Medical school tuition is one of the largest investments that any student can make, leaving many prospective doctors wondering how to pay for it. Students have several sources of funding to consider, some of which provide immediate funding, and others that allow the student to borrow needed money and repay it later. Most students will need to use a combination of sources to pay the full cost of medical school.
Aspiring medical students who are willing to serve in the military after graduating from medical school can benefit from the military's tuition assistance programs. The most popular is the Health Professions Scholarship Program. This program covers tuition, supplies, and fees for medical school, plus a generous living stipend for the student. In exchange, the student must serve in the military for an equivalent number of years after completing medical school.
Outside foundations and medical schools both offer grants and scholarships that can help pay for the education. One option is the National Institutes of Health's Medical Science Training Program, which pays for a joint M.D. and Ph.D. program for select students who want to go into medical research. Many medical schools offer internal grants and scholarships to some applicants, based on merit, financial need, or other qualifications. Students should contact schools in which they are interested in attending to find out more about the internal financial aid programs and how to apply for them. Schools often require students to fill out the Free Application for Federal Student Aid (FAFSA) to apply for need-based financial aid.
Medical students can borrow money from several sources to pay any remaining tuition, fees, books, and living expenses. The federal government offers two main types of loans to medical students who fill out the FAFSA. The Stafford loan program lets students borrow up to $20,500 per year, or more for some health profession degrees. This loan has an interest rate of 6.8 percent, and students with significant financial need can have the interest payments subsidized by the federal government on up to $8,500 borrowed per year. If students need to borrow more money than they can through the Stafford program, PLUS loans are available with an interest rate of 7.9 percent. Students can also turn to private lenders for loans with a variable interest rate that is sometimes lower than the rate on federal loans.

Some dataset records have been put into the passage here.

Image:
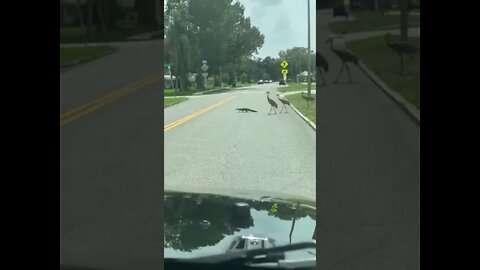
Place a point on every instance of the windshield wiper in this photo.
(248, 259)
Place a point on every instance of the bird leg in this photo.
(341, 70)
(349, 74)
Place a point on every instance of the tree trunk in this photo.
(90, 18)
(101, 17)
(82, 24)
(404, 20)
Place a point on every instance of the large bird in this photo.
(401, 47)
(345, 56)
(273, 104)
(284, 101)
(322, 66)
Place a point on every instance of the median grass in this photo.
(172, 101)
(385, 63)
(301, 105)
(371, 21)
(69, 55)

Students who have to take out loans to pay for medical school can often have part or all of the debt forgiven. For example, many hospitals or state medical boards pay off all or part of a graduate's loans after he works for a specific number of years in an approved position. Borrowers who took out federal student loans can also take advantage of the federal government's loan forgiveness policies. One, the Public Service Loan Forgiveness program, forgives all remaining debt after the student makes 10 years of payments while working in a public service position, which includes some jobs in public health. The income-based repayment plan allows students to have any remaining debt forgiven after 25 years of payments.